Cells of cellulose-producing AAB are entrapped in the polymer matrix, supporting the population at the liquid–air interface. This facilitates oxygen and nutrient supply, since the concentration of nutrients in the cellulose matrix is enhanced by its absorptive properties, in contrast to the surrounding aqueous environment. Aeration of cultures gives rise to the formation of spontaneous non-cellulose-producing mutants. Most Ga. xylinus and Ga. intermedius strains produce besides the water-insoluble cellulose also a water-soluble polysaccharide called “acetan,” a heteropolymer containing glucose, mannose, glucuronic acid and rhamnose in a molar ratio of 4:1:1:1. Acetan formation seems to influence the degree of polymerization and crystallinity of the cellulose fibrils [55].

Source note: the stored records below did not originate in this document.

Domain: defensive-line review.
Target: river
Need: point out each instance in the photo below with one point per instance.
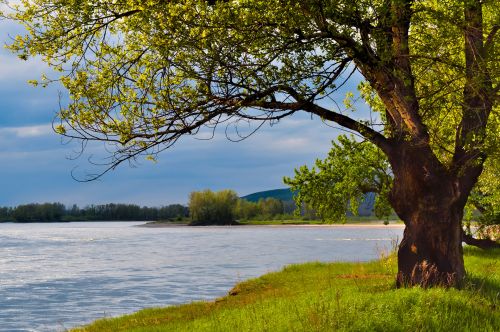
(60, 275)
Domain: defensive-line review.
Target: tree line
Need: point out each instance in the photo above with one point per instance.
(50, 212)
(225, 207)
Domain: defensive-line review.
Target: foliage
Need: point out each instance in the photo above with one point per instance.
(339, 182)
(208, 207)
(38, 212)
(333, 297)
(58, 212)
(142, 74)
(224, 207)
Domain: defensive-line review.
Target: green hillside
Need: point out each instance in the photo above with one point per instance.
(284, 194)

Production of exopolysaccharides especially cellulose from AAB seems to be a promising area of application because of the increasing need of pure cellulose in medical and engineering fields [18].

Conclusion

AAB are food-associated microorganisms that have a long history in oxidative fermentation processes, where they are spoiling or beneficial organisms. The physiological uniqueness of AAB is due to their ability to partially oxidize carbon sources and quantitatively excrete the corresponding compounds in the surrounding media. This feature, besides vinegar, is exploited for the industrial production of a number of compounds from alcohols, sugar and sugar alcohols oxidation. Moreover they are considered promising for the production of the pure form of cellulose. Although the valuable potential of AAB in biotechnological applications, their industrial exploitation is not full developed.

Perspectives to enhance their role as biocatalysts include the availability of genetic stable strains and further advance on their metabolic potential, in order to obtain high carbon substrates conversion efficiency.